Starting off as a meager animal path, the South Bass Trail evolved into one of the most magnificent trails the Grand Canyon has seen. The infrastructure involved a cable and platform structure that connected the South Bass Trail to the North Bass Trail, thus creating one of the first rim-to-rim routes attempted at the Grand Canyon. Known as the Shinumu Trail in its entirety, this rail system is no longer existent, however- while not as thrilling as the original crossing- the modern method is still very adventurous if you enjoy boat rides.
Both the South Bass Trail and the North Bass Trail were named after William Wallace Bass, whose trail work included more than 50 miles (80 km) worth of trail paths. Even now, we can see remnants of the past in the granaries that still exist along the South Bass trail.
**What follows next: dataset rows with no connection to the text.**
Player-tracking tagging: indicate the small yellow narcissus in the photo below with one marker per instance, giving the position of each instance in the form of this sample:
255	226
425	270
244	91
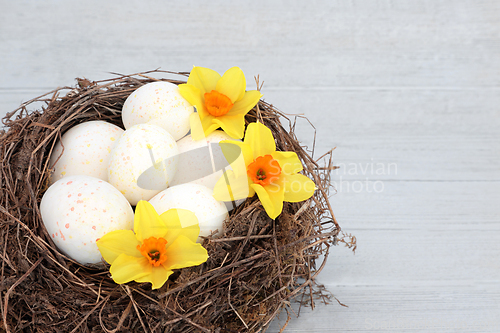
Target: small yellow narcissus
220	101
272	174
157	245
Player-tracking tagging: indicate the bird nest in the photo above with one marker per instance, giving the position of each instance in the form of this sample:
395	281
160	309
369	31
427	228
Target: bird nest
256	267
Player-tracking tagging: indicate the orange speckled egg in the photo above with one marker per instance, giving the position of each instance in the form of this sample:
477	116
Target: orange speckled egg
78	210
161	104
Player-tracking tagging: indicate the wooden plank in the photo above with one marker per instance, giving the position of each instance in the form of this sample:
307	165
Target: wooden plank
292	44
424	263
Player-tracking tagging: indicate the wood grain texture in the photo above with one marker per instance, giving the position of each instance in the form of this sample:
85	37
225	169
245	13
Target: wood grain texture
408	92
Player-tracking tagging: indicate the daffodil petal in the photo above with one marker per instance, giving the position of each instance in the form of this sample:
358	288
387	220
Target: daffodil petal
271	196
180	222
232	84
184	253
230	187
147	222
114	243
260	139
249	100
298	188
205	79
234	126
194	97
209	124
157	277
127	268
289	162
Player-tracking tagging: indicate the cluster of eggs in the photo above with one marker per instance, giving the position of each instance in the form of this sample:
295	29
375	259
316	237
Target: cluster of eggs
101	171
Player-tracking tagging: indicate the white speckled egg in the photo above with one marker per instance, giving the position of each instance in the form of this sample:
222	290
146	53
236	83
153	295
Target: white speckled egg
143	162
196	198
201	162
87	148
78	210
158	103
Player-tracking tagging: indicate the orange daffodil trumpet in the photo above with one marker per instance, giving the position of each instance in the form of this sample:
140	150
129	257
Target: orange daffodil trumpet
220	101
258	168
158	244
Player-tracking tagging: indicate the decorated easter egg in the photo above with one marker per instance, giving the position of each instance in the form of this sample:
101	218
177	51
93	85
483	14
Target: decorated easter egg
158	103
202	161
78	210
84	150
196	198
143	162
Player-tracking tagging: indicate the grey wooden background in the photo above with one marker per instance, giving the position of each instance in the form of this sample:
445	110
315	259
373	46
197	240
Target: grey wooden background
408	92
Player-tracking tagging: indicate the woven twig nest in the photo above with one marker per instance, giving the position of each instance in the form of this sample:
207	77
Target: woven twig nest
254	269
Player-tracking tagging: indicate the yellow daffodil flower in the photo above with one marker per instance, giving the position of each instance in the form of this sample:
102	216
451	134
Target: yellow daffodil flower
157	245
220	101
260	169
Although Bass started out using these trails for mining purposes, he eventually realized the potential of nature tourism and refocused his projects to facilitate camping and hiking.
This primitive trail is not for beginners, as it is not maintained by the park and can be extremely physically challenging given the lack of water or emergency sites along the trail. As always, hydration is vital, and along the South Bass, you won’t find water until you reach the river, 7.8 miles (12.5 km) from the rim, 4,400 ft (1341 m) below. Along with enough water to get you to the main source, you’ll want to bring along a filter- drinking untreated water is not recommended.
This trail is littered with rocks and it is very steep, but barely a few steps in, you’ll find why the scramble and climbs are very worth it. The Colorado Plateau mixes sunlight artfully, beautifully reflecting copper and bright orange shades across the famous Coconino Sandstone.
While much of the original trail has been rerouted due to the shapeshifting nature of the Grand Canyon, the trail is perhaps one of the most adventurous and enjoyable trails you’ll find- also, it is one of the least undertaken, rewarding those who do hike it with the ever-welcome sense of privacy.
Note: Getting to the trailhead can be an adventure in itself as you’ll pass both Forrest and Reservation roads with little to no markings and expected to pay an entrance fee ($25) in order to cross the Havasupai Reservation gate. Heading toward the South Rim entrance on Highway 64, turn left on FS 328 and drive approximately 30 miles (40 km) to get to the trailhead. The Forrest Service road will be unpaved and you will cross both the Havasupai Reservation gate and rural National Park roads.